Compare the character of Idis. Most of you are not going to know who Idis is, with good reason. In the first draft of "The King of the Golden Hall" -- the chapter in which Aragorn, Gimli, Legolas and Gandalf arrive in Rohan -- there are two women, not one. Eowyn is Theoden's niece, his "sister-daughter," but there is also another woman, Idis, who is Theoden's actual daughter and, therefore, a princess, Theodred's sister. Again, this is from a very early stage of the work, and you can tell because, in this version, Aragorn and Eowyn eventually marry. That's because Arwen has not been invented yet, and the whole Tale of Aragorn and Arwen cannot exist. In any case, Idis has no lines in this first draft of "King of the Golden Hall", and exists for only a few pages before she is summarily written out and merged with Eowyn.

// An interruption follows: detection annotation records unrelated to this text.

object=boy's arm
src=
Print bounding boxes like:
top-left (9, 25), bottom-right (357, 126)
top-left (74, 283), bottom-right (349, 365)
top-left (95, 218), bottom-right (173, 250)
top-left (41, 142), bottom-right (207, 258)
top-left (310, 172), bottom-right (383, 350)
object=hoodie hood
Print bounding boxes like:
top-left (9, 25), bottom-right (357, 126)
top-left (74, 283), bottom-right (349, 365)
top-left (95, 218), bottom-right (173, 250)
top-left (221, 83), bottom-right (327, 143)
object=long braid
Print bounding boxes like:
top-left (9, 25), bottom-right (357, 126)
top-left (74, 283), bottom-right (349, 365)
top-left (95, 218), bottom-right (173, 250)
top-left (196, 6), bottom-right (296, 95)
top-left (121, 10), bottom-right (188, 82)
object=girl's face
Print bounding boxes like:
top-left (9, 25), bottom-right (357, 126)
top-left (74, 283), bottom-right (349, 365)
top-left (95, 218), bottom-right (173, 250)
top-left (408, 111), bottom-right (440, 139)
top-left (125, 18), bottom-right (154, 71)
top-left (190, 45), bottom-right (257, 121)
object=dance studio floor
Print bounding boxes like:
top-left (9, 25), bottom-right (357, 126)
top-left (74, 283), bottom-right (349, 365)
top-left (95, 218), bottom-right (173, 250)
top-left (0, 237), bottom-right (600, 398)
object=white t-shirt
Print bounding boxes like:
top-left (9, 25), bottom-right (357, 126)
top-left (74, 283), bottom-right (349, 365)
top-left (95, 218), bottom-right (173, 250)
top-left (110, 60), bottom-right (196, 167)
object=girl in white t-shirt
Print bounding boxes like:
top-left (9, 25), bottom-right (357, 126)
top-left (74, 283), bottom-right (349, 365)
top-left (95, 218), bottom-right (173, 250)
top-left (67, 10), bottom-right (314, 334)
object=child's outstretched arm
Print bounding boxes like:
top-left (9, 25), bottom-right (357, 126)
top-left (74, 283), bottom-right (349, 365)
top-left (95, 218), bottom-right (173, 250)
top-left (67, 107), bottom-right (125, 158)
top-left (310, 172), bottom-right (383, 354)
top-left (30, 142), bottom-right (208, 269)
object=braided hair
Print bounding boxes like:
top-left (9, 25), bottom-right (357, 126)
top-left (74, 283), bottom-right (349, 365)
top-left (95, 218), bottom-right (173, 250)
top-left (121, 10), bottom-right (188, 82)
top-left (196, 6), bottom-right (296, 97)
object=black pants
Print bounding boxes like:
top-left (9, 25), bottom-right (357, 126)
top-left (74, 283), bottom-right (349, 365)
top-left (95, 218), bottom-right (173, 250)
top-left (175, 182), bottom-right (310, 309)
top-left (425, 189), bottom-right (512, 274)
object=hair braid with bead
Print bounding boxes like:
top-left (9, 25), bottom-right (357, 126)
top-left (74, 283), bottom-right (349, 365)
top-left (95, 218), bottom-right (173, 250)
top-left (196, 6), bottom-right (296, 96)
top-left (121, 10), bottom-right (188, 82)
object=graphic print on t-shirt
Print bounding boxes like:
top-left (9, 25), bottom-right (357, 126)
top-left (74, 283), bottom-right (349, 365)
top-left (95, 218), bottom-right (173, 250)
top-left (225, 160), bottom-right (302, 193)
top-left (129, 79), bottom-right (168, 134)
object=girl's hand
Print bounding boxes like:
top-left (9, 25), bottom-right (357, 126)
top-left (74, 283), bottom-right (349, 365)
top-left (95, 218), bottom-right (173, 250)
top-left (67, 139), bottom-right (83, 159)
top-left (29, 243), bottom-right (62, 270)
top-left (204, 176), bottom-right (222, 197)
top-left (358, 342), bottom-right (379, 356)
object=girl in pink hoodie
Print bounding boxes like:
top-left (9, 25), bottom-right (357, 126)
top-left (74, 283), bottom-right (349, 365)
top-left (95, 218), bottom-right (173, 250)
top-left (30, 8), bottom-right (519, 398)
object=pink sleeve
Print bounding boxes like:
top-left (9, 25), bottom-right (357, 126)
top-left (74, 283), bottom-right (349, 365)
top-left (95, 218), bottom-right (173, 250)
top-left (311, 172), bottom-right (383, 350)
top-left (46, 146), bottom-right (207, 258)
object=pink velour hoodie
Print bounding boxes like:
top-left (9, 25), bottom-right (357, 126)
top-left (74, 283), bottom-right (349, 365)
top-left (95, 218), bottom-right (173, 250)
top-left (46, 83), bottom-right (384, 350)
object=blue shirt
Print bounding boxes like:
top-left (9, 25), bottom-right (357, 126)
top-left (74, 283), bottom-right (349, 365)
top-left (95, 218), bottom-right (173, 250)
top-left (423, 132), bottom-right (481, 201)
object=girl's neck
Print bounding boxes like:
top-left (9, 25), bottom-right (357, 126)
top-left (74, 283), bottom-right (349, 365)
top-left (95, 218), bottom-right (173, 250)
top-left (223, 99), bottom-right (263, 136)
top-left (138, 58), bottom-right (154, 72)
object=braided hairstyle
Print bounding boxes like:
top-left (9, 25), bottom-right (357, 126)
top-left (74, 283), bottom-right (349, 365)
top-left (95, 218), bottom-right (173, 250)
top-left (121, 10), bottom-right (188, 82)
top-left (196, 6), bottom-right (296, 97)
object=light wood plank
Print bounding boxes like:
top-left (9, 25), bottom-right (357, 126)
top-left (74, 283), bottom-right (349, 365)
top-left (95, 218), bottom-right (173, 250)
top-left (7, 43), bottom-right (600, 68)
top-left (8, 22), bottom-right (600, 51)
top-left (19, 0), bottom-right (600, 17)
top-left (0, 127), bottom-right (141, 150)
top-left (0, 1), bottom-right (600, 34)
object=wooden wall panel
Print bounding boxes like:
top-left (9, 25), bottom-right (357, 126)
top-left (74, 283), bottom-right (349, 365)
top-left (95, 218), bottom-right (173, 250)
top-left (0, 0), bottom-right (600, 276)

Imagine for a minute what we might have gotten if, instead of excising her, Tolkien had left Idis in and worked with her, given her the same time to develop and change as a character that he gave to Trotter or to so many other male characters in the book? We would be celebrating Idis alongside Galadriel and the rest. But, instead, Tolkien cut her. Why? I believe (and it's only a theory) that he just wasn't sure what to do with her and, rather than leave her in, let a good idea come to him, and risk her being boring -- as he was confident doing with male characters -- he felt it was safer to cut her entirely. He just could not risk a female character that wasn't compelling. It was better to have no women than boring women.

There are plenty of moments in LotR where we could have gotten more female characters, either as walk-ons or in supporting roles. There are no female servants anywhere in the book, for example. Wouldn't Eowyn have a female servant, and wouldn't a conversation between those two women have been illuminating? Wouldn't Galadriel or Arwen have a lady's maid? Remember Bergil, son of Beregond, who kept Pippin company after he arrived in Minas Tirith, and who stood on the walls with him as the Muster rode into the gates. Would that chapter have been richer or poorer if Bergil had been a daughter instead of a son?

I have a confession to make: the first time I read LotR, I thought Merry was a girl. In my defense, I was only 12 and "Mary" is clearly a girl's name. Other than the fact that everyone kept referring to "Mary" as a he, the novel worked perfectly well with her in it, even at the Scouring of the Shire when that kick-ass girl "Mary" summoned the hobbit folk and routed Sharkey's men. I liked that book. I still love it today. And whenever I write fiction, I invariably begin with a female protagonist, something Tolkien never seemed to have the confidence to attempt. But although contemporary authors are far more comfortable writing female characters, that doesn't mean Tolkien didn't do it well when he felt he had something worth saying. For Tolkien, men are allowed to be without meaning, but women -- recipients of a divine grace a man can recognize but never own -- cannot.

(1) EDITED: It is absolutely important to clarify that "gender-blindness" is not the goal of feminism, and critics who maintain that feminists want to tell stories in which "It doesn't matter if a character is male or female because the story will read exactly the same" are misrepresenting feminism. The fact is we live in a world in which being a woman has enormous consequences, and telling a story in which a woman's experience is not affected by her woman-ness is just as fantastic and imaginary as a novel with Orcs, Elves, and magic rings. My thanks to Kody Lightfoot for helping me to attain better clarity on this point.